Mind Inference Engine Stable Diffusion (MindIE SD) aims to build Ascend affinity multimodal acceleration suites and work with industry model suites (such as Diffusers) to improve the efficiency of multimodal inference on Ascend. It focuses on providing key operators and fused operators for multimodal generation. By combining strategies such as Ascend-affinity quantization/sparsity algorithms, memory-centric computing, and multi-card parallelism, it enables rapid migration and Ascend-based acceleration for Diffusers models. Future capabilities will expand further to accelerate scenarios such as multimodal understanding and omni-modality.

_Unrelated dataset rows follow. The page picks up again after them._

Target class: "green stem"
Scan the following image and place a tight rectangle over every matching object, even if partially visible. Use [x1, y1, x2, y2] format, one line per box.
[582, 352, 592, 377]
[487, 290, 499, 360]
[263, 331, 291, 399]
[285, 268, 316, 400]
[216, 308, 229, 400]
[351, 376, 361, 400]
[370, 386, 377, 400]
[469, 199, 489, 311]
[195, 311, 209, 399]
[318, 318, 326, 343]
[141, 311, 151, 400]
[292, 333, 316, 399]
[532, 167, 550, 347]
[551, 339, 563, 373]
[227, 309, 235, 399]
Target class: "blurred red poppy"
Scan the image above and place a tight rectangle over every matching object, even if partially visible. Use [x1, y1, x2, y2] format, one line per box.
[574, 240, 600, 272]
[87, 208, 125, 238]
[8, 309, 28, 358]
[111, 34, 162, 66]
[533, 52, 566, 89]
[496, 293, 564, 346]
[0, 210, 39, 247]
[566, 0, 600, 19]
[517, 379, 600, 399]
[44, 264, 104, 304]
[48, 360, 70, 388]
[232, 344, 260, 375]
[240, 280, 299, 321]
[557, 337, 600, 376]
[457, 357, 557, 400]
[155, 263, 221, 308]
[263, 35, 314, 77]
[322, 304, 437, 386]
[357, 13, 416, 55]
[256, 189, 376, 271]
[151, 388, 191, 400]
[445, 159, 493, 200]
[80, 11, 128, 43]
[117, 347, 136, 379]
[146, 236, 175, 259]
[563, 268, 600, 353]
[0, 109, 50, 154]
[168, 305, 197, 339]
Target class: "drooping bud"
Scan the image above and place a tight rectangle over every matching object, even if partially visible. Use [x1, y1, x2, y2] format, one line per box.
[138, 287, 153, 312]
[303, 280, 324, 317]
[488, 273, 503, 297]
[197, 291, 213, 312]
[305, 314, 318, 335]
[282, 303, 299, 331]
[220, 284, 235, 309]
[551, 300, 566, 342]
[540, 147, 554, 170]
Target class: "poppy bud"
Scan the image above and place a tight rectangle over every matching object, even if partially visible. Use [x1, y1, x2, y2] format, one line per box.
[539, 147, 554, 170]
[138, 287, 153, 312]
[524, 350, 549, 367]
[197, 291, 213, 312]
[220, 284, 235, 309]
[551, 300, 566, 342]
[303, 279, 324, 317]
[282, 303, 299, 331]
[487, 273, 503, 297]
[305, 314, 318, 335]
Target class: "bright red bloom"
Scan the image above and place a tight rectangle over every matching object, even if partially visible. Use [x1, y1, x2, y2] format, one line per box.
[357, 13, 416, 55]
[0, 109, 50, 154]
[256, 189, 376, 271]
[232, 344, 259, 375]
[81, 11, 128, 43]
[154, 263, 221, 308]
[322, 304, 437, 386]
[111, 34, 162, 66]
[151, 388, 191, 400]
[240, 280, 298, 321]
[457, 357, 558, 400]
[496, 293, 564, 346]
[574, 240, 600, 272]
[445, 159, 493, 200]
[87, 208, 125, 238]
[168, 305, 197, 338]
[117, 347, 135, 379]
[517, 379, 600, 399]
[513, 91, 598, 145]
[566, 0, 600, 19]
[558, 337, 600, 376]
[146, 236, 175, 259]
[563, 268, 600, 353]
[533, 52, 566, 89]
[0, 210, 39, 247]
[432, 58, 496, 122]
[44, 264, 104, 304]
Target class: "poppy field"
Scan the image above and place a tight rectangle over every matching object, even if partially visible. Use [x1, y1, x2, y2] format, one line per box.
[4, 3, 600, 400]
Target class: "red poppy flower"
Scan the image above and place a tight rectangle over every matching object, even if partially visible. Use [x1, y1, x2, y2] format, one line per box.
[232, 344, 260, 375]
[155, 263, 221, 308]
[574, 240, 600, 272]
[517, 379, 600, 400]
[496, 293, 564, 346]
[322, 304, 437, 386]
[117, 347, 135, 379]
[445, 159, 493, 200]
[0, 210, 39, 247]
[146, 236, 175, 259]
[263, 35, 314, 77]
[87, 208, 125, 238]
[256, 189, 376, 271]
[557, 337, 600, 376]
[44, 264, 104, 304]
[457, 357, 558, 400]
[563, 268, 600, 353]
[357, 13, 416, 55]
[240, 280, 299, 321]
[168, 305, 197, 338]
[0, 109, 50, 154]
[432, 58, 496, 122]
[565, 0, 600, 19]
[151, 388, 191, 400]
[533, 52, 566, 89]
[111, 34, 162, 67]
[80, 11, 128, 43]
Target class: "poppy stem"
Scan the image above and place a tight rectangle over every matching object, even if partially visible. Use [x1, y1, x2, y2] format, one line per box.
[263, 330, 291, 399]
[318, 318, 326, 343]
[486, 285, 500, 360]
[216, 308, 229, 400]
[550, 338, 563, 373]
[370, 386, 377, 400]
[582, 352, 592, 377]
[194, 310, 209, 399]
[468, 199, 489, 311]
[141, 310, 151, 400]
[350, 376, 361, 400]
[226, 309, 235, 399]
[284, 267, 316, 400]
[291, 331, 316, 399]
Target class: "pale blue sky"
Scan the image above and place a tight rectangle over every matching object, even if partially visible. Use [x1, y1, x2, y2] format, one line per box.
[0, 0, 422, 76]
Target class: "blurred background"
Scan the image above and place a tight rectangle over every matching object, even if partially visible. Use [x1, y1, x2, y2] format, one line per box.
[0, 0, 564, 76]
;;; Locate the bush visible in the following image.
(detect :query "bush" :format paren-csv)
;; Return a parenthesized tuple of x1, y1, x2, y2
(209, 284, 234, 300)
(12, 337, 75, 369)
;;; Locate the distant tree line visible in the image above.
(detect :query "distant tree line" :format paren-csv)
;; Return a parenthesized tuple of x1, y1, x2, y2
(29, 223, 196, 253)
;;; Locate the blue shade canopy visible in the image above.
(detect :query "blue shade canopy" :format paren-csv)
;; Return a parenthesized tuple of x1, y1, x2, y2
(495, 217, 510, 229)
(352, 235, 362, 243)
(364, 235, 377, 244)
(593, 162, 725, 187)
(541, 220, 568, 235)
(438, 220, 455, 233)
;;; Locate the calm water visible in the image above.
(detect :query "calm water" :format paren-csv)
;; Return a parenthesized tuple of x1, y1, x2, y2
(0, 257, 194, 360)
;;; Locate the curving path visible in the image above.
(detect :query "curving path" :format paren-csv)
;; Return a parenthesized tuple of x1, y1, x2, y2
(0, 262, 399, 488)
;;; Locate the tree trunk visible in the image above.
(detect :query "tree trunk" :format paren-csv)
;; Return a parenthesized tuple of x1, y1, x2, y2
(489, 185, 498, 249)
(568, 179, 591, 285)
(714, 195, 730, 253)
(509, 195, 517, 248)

The modules of MindIE SD feature an independent and decoupled design, allowing them to be used individually or combined. Similar acceleration methods, such as Cache-dit and xDiT, already exist within the industry. Because their effects are similar to those of the cache and parallelism modules, solution selection trade-offs are involved. However, other components in MindIE SD can still be used individually or combined with these external methods, though all components rely on monkey patching.

Based on the PyTorch framework, MindIE SD provides Ascend acceleration capabilities to external users. These acceleration capabilities can be used independently and comprise modules such as cache, parallelism, quantization, layer, and kernel. The relevant APIs comply with the Diffusers API definitions. For details about Diffusers models that achieve Ascend acceleration based on MindIE SD, visit Modelers and ModelZoo. In addition, simple plug-in reconstruction based on Diffusers is supported. Figure 1 shows the architecture, and Table 1 describes the modules.

Figure 1 Architecture for vision generation and inference
Table 1 Main functional modules

Functional Module

Description

Basic modules

Layer module

Provides basic external acceleration APIs (including layers of features such as attn, moe, and quant). It is the basis of advanced features and can be used independently.

Kernel module

It provides high-performance Ascend kernels for multimodal generation and supports operator integration via programming models such as AscendC and Triton.

Compilation module

Based on the FX graph capabilities, fusion passes are applied once compilation is enabled, achieving automatic Ascend-affinity acceleration.

Advanced modules

Quantization module

Supports automatic enabling of the quantization capability.

Cache module

Implements memory-centric computing capabilities to deliver hardware acceleration.

Parallelism module

It provides multi-device parallel distributed acceleration capabilities, which are implemented in coordination with the layer module and PyTorch.